Еще три или четыре удара всколыхнули подо мной землю, прежде чем я пришел в себя. Я никогда не боялся грозы. Неистовая сила ее, нездешние мертвые всполохи или кроваво-красные вспышки огня, гром, порою лишающий слуха, рождают во мне какое-то необузданное ликование, меня тянет на дождь, в самую пучину бушующей страсти, и я слышу, как во мне самом бушует дикая страсть разрушителя. Что же это произошло нынче - плюхнулся брюхом на землю?
Смеясь, поднимаюсь с пола, сажусь на нары, заглядывая в окошко, сплошь залитое дождем, в котором, как в аквариуме, мечутся золотые, красные, синие, фиолетовые рыбки молний.
- Выкини, бойе! Убери! Притягиват, - это уже просит Осип, пряча лицо и голову в ладони под очередным раскатом грома.

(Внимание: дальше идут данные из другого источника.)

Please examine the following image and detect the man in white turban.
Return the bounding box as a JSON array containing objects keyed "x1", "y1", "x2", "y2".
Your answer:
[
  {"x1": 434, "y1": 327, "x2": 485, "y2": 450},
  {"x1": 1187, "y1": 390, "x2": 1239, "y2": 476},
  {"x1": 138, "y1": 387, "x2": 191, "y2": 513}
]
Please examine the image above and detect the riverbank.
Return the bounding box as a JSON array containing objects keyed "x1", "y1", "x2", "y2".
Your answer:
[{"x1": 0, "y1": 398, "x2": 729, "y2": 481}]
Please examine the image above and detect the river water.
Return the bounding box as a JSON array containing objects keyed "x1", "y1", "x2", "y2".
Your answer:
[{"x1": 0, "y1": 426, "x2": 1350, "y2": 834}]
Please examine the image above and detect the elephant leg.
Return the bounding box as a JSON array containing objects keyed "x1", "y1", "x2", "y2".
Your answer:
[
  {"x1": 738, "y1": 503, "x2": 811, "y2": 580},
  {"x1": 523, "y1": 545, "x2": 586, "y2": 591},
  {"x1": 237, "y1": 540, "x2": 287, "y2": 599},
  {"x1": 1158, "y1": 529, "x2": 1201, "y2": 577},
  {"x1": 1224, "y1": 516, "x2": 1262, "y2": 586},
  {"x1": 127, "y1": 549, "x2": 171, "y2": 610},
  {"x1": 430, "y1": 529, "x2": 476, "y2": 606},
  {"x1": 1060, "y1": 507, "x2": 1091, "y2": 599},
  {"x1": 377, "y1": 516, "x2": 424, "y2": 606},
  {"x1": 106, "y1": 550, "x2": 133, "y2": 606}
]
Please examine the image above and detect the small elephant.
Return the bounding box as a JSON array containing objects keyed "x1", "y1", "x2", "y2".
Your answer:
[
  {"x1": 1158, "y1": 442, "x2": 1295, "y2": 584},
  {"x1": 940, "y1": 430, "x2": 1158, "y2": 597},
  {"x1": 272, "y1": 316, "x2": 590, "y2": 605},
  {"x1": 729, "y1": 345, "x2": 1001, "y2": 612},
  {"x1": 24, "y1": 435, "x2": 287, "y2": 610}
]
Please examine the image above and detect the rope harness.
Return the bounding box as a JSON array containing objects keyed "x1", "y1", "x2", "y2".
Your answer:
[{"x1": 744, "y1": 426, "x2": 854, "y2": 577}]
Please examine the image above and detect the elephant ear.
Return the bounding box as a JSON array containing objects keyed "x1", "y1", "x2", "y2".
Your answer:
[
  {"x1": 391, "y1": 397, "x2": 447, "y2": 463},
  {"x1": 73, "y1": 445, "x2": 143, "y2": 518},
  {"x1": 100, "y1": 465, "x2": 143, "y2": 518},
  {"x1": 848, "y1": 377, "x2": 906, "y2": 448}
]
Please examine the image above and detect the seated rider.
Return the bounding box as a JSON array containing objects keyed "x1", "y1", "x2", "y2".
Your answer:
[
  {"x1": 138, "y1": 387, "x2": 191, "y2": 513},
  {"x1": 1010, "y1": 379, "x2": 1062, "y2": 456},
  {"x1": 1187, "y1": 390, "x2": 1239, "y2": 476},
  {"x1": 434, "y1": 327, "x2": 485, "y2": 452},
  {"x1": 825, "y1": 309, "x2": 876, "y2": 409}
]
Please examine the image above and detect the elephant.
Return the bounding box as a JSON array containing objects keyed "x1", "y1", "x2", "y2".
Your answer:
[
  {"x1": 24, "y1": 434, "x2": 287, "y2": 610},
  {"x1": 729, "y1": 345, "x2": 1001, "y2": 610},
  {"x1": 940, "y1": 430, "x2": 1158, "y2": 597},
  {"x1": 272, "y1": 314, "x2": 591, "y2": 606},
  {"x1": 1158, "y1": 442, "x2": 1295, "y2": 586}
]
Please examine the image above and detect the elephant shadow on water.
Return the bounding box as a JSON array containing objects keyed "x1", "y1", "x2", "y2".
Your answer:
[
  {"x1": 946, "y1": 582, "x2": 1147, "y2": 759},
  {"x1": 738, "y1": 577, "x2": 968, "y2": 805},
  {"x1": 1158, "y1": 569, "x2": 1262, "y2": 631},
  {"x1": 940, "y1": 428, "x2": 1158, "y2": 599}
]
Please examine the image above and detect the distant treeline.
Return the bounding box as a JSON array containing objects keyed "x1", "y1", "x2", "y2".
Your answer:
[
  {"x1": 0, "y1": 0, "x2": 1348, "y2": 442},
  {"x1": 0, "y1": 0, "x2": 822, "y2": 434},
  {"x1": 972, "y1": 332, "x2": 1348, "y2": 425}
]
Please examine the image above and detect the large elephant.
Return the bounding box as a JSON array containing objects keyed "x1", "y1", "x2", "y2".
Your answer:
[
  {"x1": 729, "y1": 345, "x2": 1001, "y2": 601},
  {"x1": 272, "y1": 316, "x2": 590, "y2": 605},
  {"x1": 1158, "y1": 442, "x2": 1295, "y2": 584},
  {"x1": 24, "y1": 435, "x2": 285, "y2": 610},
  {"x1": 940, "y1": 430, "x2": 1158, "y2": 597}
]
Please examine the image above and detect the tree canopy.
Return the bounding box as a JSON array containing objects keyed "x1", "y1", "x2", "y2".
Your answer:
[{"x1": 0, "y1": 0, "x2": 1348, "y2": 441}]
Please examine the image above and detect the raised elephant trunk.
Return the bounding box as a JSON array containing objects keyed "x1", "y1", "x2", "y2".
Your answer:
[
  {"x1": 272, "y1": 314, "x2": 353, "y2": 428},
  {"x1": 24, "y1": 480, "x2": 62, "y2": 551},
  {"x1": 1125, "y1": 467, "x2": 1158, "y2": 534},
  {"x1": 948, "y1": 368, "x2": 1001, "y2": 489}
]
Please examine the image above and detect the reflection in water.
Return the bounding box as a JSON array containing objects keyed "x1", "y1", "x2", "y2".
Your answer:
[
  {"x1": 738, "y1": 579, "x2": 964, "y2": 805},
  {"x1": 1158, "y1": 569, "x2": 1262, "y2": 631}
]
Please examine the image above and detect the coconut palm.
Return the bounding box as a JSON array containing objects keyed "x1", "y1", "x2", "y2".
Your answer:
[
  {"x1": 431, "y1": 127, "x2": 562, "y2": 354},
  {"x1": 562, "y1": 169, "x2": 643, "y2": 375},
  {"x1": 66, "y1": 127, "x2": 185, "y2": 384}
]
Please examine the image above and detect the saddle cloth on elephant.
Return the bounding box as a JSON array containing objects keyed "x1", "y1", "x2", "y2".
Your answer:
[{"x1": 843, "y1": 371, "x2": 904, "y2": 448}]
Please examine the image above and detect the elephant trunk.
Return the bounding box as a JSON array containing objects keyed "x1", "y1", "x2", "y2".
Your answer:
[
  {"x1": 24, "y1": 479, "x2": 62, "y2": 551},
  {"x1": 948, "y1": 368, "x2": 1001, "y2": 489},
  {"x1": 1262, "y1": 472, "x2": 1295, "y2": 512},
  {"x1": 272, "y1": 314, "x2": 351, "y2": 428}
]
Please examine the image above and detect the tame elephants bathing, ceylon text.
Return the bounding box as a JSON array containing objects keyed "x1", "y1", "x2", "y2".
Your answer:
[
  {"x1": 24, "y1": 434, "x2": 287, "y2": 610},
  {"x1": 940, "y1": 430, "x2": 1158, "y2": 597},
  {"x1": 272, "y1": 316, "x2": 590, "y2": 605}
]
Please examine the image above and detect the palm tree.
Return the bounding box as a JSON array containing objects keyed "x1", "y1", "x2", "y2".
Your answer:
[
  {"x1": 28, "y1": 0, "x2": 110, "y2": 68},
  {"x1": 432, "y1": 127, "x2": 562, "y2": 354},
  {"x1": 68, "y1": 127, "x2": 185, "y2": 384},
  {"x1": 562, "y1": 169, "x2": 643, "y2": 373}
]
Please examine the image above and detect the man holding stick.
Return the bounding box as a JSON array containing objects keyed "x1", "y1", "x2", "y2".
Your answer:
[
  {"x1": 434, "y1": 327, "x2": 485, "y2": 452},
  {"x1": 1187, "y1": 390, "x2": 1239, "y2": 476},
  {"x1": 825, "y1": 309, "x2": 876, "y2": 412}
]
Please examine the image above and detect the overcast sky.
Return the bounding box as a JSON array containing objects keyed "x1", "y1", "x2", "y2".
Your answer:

И впрямь верят ребята в необычайную притягательность моих камней.
Я весело смеюсь, но мне становится по-настоящему жаль их. Беру рюкзак с образцами и, приоткрыв дверь, тяжело выкидываю. И словно бы нарочно падение его на землю сопровождается страшным ударом и треском рассыпающейся тверди. Ударило где-то совсем рядом в гольцы, опять слышится крепкий запах горячего кремния.